Charly Halft beleuchtete zu Beginn die Vielschichtigkeit der Sehnsucht. Sie passe in unsere Zeit als Wunsch nach Frieden oder wende sich an die Vergangenheit mit einer vielleicht unbeschwerten Kindheit. Manchmal zeige sie sich „als schmerzhaftes Verlangen nach etwas, von dem es keine Hoffnung gibt, es realisieren zu können“.

Mehrere verwitterte Grabsteine in der Rasenfläche, um sie herum stehen viele Menschen.

Das Nonnengrab auf dem Nordfriedhof in Siegburg, einem Geviert mit vielen Grabsteinen von Nonnen vom Orden der Armen-Schwestern vom Heiligen Franziskus aus Aachen.

Die drei Stationen auf dem Weg zum Abschluss im Michaelsgarten spiegelten die Mannigfaltigkeit des Themas. So beim ersten Aufenthalt am Nonnengrab, einem Geviert mit vielen Grabsteinen von Nonnen des Ordens der Armen-Schwestern vom Heiligen Franziskus aus Aachen. „Ihre Art von Sehnsucht ist die Gottessehnsucht“, sagte Haase Mühlbauer. Wobei sich das Wort doppelt verstehen lasse: „Als Sehnsucht Gottes nach den Menschen und als Sehnsucht des Menschen nach Gott.“ Mit eindringlicher, gleichwohl warmherziger Intonation sang Ruth Zimmermann das Kirchenlied „Da wohnt ein Sehnen tief in uns“, das Siegfried Powalla nicht minder zartfühlend mit der Gitarre begleitete.

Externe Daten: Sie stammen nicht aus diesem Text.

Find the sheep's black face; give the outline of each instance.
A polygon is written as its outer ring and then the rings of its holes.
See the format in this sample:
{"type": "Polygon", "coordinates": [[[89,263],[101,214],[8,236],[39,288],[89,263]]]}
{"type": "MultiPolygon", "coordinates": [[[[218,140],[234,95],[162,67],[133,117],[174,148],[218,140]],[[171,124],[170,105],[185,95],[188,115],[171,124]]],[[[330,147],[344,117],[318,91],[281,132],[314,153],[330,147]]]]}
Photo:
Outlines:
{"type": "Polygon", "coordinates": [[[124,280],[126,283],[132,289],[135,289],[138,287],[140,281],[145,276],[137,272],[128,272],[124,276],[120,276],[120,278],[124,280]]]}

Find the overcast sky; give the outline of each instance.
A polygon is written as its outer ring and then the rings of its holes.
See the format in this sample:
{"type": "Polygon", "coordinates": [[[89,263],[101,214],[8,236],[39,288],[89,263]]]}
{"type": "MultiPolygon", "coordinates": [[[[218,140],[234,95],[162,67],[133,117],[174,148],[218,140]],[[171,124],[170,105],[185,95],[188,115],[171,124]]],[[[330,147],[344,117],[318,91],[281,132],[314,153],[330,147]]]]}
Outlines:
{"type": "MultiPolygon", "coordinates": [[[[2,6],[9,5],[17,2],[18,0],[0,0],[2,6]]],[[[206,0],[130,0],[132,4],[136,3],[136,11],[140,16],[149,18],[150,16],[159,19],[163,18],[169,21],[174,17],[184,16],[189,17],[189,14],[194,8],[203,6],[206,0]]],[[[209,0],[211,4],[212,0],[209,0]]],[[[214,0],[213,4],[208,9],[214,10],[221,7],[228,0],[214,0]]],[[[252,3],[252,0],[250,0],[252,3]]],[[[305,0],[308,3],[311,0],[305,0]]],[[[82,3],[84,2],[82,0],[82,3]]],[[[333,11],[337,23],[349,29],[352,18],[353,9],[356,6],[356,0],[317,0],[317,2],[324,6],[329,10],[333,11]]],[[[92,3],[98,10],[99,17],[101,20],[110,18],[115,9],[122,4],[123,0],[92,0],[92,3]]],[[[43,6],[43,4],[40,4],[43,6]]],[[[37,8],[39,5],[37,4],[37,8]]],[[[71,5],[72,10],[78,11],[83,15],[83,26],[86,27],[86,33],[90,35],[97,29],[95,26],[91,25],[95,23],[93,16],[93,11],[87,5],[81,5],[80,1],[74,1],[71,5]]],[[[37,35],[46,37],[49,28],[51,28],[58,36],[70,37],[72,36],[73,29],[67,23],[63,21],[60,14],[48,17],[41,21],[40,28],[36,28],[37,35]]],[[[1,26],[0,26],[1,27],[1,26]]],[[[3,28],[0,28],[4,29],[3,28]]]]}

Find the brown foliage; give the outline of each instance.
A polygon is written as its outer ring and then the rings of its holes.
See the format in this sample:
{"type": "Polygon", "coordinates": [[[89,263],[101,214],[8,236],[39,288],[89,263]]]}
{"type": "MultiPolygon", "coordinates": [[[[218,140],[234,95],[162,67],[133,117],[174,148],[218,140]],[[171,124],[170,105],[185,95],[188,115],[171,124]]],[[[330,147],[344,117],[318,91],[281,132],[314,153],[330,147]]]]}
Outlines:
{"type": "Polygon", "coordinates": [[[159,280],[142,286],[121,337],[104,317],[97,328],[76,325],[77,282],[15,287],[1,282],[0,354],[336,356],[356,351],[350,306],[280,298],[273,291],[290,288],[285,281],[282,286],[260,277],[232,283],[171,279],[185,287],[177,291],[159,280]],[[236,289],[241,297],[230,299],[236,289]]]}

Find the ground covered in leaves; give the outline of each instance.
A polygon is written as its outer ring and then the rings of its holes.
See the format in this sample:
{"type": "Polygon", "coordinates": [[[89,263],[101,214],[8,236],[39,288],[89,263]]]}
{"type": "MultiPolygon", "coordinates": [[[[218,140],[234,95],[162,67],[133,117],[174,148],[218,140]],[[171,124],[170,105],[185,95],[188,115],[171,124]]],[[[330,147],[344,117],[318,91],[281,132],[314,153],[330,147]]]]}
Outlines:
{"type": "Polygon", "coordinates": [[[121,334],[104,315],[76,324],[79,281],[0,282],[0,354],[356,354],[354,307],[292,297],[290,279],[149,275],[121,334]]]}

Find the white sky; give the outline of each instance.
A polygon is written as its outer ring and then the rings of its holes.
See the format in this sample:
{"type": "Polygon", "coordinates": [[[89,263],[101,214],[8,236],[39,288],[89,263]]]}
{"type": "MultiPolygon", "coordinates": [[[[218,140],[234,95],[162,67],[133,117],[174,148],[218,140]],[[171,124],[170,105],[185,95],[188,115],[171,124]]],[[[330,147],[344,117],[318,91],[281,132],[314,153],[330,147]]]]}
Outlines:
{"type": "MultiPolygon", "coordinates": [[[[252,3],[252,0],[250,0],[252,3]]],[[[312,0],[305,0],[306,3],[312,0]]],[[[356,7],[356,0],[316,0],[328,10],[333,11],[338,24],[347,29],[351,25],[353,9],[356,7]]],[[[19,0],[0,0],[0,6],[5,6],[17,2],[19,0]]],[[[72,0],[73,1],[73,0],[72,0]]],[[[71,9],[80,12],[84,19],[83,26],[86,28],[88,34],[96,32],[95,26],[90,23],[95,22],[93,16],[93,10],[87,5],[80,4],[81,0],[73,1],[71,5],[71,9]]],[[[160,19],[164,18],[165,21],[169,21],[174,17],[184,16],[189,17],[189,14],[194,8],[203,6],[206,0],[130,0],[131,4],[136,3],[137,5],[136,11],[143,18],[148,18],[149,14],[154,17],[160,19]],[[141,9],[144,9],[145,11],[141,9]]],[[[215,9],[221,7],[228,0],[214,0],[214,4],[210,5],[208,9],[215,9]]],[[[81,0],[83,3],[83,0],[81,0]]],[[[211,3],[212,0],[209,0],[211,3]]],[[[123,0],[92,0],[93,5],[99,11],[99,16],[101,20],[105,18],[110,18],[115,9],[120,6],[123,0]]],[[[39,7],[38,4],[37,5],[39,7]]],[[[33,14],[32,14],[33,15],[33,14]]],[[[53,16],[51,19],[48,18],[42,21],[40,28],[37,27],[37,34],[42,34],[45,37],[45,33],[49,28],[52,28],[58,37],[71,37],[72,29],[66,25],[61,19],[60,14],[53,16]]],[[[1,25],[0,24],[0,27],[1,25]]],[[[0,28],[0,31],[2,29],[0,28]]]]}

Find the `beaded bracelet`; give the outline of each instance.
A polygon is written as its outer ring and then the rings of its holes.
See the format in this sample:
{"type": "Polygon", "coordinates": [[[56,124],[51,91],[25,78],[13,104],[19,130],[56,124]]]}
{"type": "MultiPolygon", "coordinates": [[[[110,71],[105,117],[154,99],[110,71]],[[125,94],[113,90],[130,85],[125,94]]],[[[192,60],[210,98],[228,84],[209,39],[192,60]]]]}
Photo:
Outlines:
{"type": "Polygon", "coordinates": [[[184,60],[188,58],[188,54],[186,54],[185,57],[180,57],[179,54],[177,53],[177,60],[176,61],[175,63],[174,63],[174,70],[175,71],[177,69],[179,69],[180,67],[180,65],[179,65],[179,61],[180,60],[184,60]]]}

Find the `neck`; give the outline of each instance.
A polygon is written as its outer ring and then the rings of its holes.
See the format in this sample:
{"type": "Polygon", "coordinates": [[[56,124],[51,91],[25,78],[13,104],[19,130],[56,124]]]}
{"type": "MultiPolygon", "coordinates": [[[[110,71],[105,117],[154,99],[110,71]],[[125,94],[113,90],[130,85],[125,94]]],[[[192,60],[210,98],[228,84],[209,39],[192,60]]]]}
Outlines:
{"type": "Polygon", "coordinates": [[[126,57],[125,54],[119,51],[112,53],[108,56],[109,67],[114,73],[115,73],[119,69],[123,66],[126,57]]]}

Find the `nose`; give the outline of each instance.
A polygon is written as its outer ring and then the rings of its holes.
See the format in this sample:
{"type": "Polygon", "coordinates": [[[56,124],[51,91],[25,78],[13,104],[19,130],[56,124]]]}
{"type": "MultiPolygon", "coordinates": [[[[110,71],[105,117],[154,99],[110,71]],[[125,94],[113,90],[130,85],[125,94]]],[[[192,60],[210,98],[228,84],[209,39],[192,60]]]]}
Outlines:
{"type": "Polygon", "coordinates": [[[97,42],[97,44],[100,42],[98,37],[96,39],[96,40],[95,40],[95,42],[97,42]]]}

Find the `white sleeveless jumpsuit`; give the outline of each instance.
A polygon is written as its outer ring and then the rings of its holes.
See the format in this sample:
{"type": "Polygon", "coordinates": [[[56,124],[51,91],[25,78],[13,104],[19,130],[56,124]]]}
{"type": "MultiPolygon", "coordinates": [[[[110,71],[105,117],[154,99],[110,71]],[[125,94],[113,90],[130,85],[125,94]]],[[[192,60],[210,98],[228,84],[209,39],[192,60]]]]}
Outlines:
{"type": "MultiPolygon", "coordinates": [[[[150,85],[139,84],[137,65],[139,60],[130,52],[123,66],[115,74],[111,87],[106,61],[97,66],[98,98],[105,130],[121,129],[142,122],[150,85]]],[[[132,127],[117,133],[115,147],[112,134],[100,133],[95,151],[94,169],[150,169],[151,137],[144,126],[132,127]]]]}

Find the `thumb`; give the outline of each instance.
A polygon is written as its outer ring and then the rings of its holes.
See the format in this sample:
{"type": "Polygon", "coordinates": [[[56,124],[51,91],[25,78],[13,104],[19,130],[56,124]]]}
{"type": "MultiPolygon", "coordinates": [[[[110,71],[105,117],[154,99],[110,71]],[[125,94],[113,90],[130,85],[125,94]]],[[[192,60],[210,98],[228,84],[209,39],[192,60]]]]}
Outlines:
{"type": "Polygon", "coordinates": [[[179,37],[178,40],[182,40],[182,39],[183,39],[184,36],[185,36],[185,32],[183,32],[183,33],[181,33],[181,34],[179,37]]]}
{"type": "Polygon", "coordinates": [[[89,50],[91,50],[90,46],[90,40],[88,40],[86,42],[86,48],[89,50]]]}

Lieder und Literatur auf dem Friedhof: Bei Reinhard Mey sangen die Gäste mit

Beim nächsten Halt verwies das auf einem Grabstein verewigte Segelflugzeug auf die Sehnsucht der Menschen nach Fliegen. Den Grund kannte Leonardo da Vinci schon im 15. Jahrhundert, wie Halft zitierte: „Wenn du das Fliegen einmal erlebt hast, wirst du für immer auf Erden wandeln, mit deinen Augen himmelwärts gerichtet. Denn dort bist du gewesen und dort wird es dich immer wieder hinziehen.“ Reinhard Meys Ohrwurm regte besonders im Refrain „Über den Wolken...“ die Gäste zum Mitsingen an.

Mit Meereswellen war ein anderer Grabstein versehen, weshalb die Gestalter hier Wasser und Sehnsucht nach der Ferne verknüpften. Uschi Stenz bebilderte dies mit Goethes Versen „Alles ist aus dem Wasser entsprungen“ und das Musik-Duo mit dem Rod-Stewart-Klassiker. Das Gedicht „Sehnsucht“ von Joseph von Eichendorff, den Vizebürgermeisterin Haase-Mühlbauer als „herausragenden Kopf der deutschen Romantik“ bezeichnete, beendete im Michaelsgarten den literarischen Teil.

Zu Eichendorffs Bildern von Gärten, Palästen, Mondenschein und von am Fenster lauschenden Mädchen gesellte sich „Somewhere Over The Rainbow“ aus dem Film „Der Zauberer von Oz“ mit Judy Garland, das ein weiteres Mal das harmonische Miteinander von Gitarre und Gesang unterstrich. Gut passten der frische Weißburgunder und die Käsebrötchen, die von T.o.d.-Mitgliedern aufgetischt wurden.